June 28, 2012

2011 flooding: Forced to evacuate


---- — PLATTSBURGH — When the water started spilling over the embankment separating Lake Champlain from Plattsburgh’s Lakeside Apartments, Jackie Prairie had a bad feeling. 

“I knew it was going to get worse,” she said.

Prairie had lived at the 460 Margaret St. complex for 20 years, and, like many other residents, she had seen the level of Lake Champlain rise and fall over the years. 

But in spring 2011, with the runoff from melted snow and heavy rains gradually pushing the shoreline closer and closer to the Lakeside property, Prairie knew the water posed a real threat. 

“I kept telling people, I said, ‘You’ve got to go ... this water is going to go right up to your back doors, and then you’re going to have water in your apartment.

“I used to say, ‘You’re not going to stop Lake Champlain. It’s going to wash everybody out of here.’” 

But many of Prairie’s neighbors didn’t take her advice.

“They didn’t really see what was coming,” she said. “They knew the water was just high. That’s all they knew.”


And the water continued to rise. 

When her small boat could float on land, Prairie said, “that’s when I knew I had to go.”

She packed up her second-floor apartment, loaded her belongings into a U-Haul truck and went to stay with friends, but others remained in their apartments until they were finally forced to evacuate. 

“I wanted to stay,” said Evelyn Beshon, who lived at Lakeside for 10 years, “but it got so bad that the water was just rising, and then they closed (the building).” 

By then, however, the damage had been done.  

As several inches of water crept across the floors of the complex’s first-level apartments, people’s belongings became soaked and covered in mold, and electricity to the building was shut off. 

“A lot of people lost everything they had,” said  Reginald “Reggie” Defoe, who lived at Lakeside with Beshon. 

A second-floor resident, Beshon was able to save most of her possessions; however, much of her food perished after the power was shut off. 

Her father, then 83, lived on the first floor of the complex at the time of the flooding.

“He lost everything,” Beshon said. 


Lakeside residents, many of whom were recipients of public assistance, were forced to take up temporary residence at the American Red Cross shelter set up at Crete Memorial Civic Center in Plattsburgh until they could figure out what to do next.

Many had pets, and the Red Cross accommodated them, too.

Beshon said area motels — which also tailor rents for those reliant on help from Social Services — became homes for many after the shelter closed. And some some of them still reside there. 

She, on the other hand, bounced around to the houses of various family members until finally securing another apartment in Plattsburgh with Defoe. 

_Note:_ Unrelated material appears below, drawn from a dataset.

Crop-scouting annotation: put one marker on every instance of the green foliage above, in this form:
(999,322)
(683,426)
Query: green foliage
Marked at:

“In a way, I think it’s better, and in a way I don’t,” Beshon said of her new abode. 

At Lakeside, she paid $500 a month, which included rent, utilities and even cable television. 

“One person can afford that and then have enough to make it the rest of the month,” Defoe said. 

Now, the couple, who rely on their Social Security incomes to get by, pay $625 a month for just their rent. 

“It’s hard now for, you know, a single person to find a place in this town that’s cheap enough to live,” Defoe said. “You can’t.

“If we’re not together, then forget it,” he said of himself and Beshon. “Neither one of us can afford an apartment.

“Us poor people, we’ve got to get people to combine together just to survive.”


For that reason, Beshon said, she hopes Lakeside, which suffered two fires and has remained shut down since the 2011 evacuation, reopens in the future. 

“The rent was cheap there,” she said. 

But City of Plattsburgh Mayor Donald Kasprzak told the Press-Republican in an email the apartments need to come down. 

“The property needs to be demolished and redeveloped, and the owner hopefully will bring a legitimate project to the city for Zoning and Planning Board review,” he said. 

“It cannot remain as it is now, however, for much longer, as this is not fair to the residents and businesses of the North End.”

A rather notorious location, Lakeside was often the address on the scanner for police calls and had been cited for numerous building-code violations.

Owner Collin Niemi didn’t return turn calls this week from the Press-Republican. 


Prairie, who has also found a new apartment in the city, said she is comfortable in her new home but has fond memories of the two decades she spent at Lakeside. 

“It was the scenery that I loved about it, with the lake,” she said.  “I used to put my boat in the water and stay in the water all day long, every day.

“I do miss it. I really do because I miss being outside.”

— News Editor Suzanne Moore contributed to this report.